Following these successes, ImmuPharma-France launched its pivotal phase III trial. In the same way as during the phase IIb trials, the candidate drug will be administered under double-blind conditions once a month by the subcutaneous route, at a rate of 200 µg per injection, but the duration of treatment will be extended to a year, as opposed to 3 months previously. Two hundred patients will be included in this trial, spread across 45 centers (10 in the US and 35 in Europe7). The first patients will be recruited in the US by the end of 2015. In Europe, the trial should be starting in mid-January in the first centers, which include those in France.

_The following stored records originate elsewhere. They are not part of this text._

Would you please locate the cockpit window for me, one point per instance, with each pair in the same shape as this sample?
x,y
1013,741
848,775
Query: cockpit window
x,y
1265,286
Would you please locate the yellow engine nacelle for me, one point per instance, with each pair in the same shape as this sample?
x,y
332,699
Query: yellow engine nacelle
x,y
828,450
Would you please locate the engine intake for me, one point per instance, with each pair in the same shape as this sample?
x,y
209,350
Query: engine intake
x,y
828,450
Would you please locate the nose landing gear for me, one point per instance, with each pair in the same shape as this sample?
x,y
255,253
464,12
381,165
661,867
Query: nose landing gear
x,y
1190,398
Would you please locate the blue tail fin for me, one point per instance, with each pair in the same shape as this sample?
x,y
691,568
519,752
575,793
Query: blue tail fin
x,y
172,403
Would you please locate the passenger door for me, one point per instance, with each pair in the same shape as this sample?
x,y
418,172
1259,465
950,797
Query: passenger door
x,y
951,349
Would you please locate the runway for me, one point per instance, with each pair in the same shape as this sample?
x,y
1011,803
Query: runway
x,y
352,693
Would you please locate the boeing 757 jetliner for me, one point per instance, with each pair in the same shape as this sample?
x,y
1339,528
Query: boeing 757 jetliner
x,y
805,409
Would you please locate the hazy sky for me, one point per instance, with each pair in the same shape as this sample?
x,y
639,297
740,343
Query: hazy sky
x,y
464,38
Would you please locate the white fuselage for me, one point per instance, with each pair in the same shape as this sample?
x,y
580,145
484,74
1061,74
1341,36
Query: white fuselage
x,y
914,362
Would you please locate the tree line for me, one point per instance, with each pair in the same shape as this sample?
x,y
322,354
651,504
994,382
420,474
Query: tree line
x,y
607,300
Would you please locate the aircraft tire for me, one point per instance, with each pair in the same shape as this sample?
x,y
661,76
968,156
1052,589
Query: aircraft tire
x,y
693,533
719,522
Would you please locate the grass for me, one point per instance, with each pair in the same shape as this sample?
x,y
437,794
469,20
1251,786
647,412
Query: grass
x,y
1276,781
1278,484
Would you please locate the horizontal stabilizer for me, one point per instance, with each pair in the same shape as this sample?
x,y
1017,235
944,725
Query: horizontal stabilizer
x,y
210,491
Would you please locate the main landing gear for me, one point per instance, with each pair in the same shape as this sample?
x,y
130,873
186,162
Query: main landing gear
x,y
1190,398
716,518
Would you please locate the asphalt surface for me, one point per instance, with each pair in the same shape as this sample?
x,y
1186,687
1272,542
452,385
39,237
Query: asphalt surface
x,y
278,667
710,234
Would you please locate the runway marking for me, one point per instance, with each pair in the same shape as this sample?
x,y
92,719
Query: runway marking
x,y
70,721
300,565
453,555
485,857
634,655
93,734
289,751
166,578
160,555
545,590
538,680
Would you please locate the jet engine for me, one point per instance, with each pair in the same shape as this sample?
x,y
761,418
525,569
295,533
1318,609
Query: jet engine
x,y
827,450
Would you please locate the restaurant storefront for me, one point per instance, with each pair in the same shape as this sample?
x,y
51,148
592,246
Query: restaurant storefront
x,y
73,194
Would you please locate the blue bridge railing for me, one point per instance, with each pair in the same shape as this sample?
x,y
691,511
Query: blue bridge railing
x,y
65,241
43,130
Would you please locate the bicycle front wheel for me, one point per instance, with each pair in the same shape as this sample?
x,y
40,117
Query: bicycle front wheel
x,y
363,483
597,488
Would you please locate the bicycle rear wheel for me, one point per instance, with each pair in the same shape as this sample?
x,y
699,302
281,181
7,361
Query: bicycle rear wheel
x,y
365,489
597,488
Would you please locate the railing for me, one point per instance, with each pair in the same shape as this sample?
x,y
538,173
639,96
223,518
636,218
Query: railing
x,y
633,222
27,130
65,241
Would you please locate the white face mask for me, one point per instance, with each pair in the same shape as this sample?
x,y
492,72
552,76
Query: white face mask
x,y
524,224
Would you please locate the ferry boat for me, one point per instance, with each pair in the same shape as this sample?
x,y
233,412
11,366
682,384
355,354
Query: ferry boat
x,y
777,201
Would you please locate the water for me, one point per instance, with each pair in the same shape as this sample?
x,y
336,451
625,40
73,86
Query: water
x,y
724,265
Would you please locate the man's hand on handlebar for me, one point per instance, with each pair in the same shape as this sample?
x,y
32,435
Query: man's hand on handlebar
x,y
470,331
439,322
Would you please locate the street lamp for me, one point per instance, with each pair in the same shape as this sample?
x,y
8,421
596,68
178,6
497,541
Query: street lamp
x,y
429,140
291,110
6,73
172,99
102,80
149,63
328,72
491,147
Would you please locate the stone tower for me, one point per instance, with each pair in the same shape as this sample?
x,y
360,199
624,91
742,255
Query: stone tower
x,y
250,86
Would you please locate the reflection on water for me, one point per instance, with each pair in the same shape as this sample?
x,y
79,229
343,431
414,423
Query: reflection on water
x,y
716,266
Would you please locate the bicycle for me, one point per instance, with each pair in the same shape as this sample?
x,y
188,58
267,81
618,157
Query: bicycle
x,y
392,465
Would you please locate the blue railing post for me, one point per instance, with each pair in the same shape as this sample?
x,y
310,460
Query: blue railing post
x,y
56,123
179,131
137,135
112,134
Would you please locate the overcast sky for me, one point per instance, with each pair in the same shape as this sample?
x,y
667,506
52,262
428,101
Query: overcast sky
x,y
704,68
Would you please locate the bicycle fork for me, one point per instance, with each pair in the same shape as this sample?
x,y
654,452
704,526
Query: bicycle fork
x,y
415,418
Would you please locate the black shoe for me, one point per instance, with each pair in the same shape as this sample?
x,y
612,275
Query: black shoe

Recruitment should be completed by mid-2016 and the final results are anticipated at the end of 2017.
The first Investigators’ Meeting for the phase III trial took place on December 11 and 12 in Paris, and involved around a hundred American and European physicians.
Once this final phase of clinical trials is completed, and provided the results confirm those of phase IIb, LupuzorTM could be put on the market and subsequently play a central role in the treatment of patients with lupus.
According to preclinical findings, LupuzorTM may also be effective in other chronic autoimmune pathologies, such as Sjögren’s syndrome (dry eye syndrome) or Crohn’s disease (an autoimmune disease that causes chronic intestinal inflammation). Fundamental studies on these promising leads are now underway in Sylviane Muller’s laboratory.